Battling the bad guy isn’t easy, though. In her new series “Shining Girls” for Apple TV+, Moss has her work cut out for her. She plays Kirby, a newspaper archivist in 1990s Chicago who is haunted and taunted by a serial killer (Jamie Bell) named Harper, who is always steps ahead of his victims and the authorities. Part of what makes the show gripping to watch is that it seems impossible to stop him.
Moss, who is an executive producer on the series and also directed two episodes, said of Bell, “I know I’m probably biased, but I really think this is the best thing he’s ever done. He astounded us every day. “
Harper is so confident that he approaches his prey with swagger. Moss says it’s that charisma that sells the character.

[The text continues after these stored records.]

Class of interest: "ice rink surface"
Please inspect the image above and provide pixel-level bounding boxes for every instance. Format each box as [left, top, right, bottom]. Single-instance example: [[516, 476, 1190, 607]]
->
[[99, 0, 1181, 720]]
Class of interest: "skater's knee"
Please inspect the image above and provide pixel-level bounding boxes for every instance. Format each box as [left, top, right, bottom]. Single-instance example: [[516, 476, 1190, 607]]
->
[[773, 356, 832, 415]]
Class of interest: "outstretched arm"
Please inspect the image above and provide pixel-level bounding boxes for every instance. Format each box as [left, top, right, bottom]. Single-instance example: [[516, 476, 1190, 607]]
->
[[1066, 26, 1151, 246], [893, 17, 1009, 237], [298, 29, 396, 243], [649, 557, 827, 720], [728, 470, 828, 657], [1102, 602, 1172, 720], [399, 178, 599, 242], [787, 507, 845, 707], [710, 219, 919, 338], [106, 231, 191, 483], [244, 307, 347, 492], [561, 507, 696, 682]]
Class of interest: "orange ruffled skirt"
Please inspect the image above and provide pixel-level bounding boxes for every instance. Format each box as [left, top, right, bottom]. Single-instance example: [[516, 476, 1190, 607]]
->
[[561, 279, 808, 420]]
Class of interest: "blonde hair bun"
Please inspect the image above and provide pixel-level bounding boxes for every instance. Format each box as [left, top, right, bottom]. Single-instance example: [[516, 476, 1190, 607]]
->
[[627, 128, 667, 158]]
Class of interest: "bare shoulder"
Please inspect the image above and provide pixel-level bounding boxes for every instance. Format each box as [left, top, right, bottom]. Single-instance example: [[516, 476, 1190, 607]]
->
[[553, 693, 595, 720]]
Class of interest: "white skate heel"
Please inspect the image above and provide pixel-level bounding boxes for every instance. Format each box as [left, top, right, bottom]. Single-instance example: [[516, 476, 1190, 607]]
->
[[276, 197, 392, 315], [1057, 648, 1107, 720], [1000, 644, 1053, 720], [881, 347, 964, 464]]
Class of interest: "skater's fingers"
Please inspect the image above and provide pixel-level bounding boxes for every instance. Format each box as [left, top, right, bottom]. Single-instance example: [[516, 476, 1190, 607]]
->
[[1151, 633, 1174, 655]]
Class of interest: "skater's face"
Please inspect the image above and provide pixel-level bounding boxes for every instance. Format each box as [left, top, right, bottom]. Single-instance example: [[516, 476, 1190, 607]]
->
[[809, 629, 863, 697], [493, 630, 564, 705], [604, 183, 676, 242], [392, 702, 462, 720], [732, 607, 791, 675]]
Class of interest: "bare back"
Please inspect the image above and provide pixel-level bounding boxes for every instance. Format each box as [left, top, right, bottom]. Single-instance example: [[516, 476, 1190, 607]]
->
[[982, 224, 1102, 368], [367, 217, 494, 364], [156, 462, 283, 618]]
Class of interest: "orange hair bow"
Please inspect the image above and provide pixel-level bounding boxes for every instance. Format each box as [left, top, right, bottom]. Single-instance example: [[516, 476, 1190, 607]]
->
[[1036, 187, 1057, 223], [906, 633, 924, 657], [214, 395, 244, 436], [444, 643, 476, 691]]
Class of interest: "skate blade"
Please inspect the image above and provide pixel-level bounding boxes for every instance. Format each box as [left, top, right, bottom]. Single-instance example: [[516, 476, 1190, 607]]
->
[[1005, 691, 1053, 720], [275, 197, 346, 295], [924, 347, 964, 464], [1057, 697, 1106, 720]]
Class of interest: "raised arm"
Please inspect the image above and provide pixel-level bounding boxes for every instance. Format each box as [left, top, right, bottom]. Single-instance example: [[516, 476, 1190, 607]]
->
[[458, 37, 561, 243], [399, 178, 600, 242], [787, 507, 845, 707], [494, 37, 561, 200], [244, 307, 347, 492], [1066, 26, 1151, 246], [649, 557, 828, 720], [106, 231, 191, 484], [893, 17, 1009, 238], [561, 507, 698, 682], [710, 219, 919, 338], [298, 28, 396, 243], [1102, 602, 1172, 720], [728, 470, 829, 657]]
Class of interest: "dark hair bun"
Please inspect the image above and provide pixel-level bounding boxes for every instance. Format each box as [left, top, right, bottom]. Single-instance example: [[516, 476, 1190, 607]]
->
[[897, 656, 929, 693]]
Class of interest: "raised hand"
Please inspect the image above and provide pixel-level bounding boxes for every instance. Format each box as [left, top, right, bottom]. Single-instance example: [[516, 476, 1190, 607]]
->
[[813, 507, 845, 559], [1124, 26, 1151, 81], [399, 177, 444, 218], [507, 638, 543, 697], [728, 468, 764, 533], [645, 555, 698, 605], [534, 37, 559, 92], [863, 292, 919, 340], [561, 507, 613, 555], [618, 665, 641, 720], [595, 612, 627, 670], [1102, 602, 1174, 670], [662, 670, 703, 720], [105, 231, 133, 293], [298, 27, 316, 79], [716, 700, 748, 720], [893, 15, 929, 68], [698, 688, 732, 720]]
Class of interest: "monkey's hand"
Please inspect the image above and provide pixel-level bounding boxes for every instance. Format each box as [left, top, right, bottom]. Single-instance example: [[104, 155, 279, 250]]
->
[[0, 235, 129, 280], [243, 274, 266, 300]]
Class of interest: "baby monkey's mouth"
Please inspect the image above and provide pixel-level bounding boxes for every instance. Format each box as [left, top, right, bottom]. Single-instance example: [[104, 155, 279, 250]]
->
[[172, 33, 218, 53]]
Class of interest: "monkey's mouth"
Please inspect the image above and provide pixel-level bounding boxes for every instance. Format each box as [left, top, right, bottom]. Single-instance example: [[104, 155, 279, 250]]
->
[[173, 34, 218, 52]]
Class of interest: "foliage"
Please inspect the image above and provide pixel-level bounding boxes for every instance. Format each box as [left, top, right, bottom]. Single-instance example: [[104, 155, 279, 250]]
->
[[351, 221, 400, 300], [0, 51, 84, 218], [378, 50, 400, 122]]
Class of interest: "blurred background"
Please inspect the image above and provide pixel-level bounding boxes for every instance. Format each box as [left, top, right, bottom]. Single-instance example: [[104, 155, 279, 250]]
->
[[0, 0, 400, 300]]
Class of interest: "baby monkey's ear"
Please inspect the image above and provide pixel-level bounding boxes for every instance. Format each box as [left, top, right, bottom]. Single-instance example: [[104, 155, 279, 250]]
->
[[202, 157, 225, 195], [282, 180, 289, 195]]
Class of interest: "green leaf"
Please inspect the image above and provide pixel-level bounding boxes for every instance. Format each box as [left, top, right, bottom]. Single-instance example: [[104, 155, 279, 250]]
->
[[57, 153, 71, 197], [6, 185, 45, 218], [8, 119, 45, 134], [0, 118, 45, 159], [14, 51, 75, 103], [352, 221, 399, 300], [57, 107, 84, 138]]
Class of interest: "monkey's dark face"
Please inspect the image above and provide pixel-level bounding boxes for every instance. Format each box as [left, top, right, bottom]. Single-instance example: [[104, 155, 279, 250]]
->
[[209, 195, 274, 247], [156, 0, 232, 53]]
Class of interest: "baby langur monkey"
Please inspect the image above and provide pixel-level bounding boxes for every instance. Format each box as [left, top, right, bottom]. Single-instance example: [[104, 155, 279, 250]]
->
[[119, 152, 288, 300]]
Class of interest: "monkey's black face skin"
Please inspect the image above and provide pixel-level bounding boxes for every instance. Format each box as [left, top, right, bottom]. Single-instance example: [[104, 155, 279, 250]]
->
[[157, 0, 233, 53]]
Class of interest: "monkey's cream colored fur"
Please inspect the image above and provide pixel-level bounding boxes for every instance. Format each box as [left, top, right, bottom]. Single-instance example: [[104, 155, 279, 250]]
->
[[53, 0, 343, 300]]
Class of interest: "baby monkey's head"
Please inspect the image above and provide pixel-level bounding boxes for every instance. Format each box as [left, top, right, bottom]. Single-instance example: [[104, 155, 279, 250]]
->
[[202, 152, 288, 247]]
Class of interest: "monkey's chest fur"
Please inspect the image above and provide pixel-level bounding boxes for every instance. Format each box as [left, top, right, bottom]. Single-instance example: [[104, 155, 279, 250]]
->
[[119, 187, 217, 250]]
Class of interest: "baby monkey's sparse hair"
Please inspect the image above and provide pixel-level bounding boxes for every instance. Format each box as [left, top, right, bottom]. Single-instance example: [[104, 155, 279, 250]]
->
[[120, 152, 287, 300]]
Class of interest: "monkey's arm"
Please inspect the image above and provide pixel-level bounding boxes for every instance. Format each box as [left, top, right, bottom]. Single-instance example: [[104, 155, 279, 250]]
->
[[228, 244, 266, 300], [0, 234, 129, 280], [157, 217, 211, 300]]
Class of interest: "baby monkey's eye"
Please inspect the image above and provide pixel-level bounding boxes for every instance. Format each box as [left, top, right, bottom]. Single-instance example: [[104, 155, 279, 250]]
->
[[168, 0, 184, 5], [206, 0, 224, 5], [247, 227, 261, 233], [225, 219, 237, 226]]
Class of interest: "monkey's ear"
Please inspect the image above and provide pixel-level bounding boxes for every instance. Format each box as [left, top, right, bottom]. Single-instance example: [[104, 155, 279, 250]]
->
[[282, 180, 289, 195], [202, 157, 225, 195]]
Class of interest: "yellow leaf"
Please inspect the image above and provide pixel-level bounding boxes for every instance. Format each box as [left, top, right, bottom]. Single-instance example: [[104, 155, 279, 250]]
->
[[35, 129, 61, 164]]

“Our intention was to find somebody who was not mustache-twirling, who was not your classic villain. This is romantic. That approach is far scarier than playing something straight-up creepy.”
Bell says he was drawn to the project because it gave him both the opportunity to play someone different from his past roles (“Billy Elliott”, “Rocketman”) and work with Moss, who he describes as “the best actress working today.”
For Moss, the scripts made it impossible for her to say no.
“I wasn’t looking for another TV role but it was one of those things where I was like, ‘I don’t think I can not do this.’ I try to find things that I feel like I can’t not do.”
The real challenge, says Moss, was the disorientation of filming a series that constantly shifts its reality. Kirby is so traumatized by Harper that she’s disoriented about time and always playing catch-up in her own life.
“I had to definitely remind myself of what I knew and what I didn’t know in the story at that point. It was about 100 times more complicated to shoot this out of order than anything else I’ve ever done.”
At the end of a work day Moss opts to watch lighter fare, “I don’t come home from filming and watch super-serious stuff. I don’t think that would be a good idea.” But don’t expect Moss to sign up for a rom-com or straight up comedy anytime soon.
“As an actor and a director, I’m much more interested in drama. I have more fun doing drama.”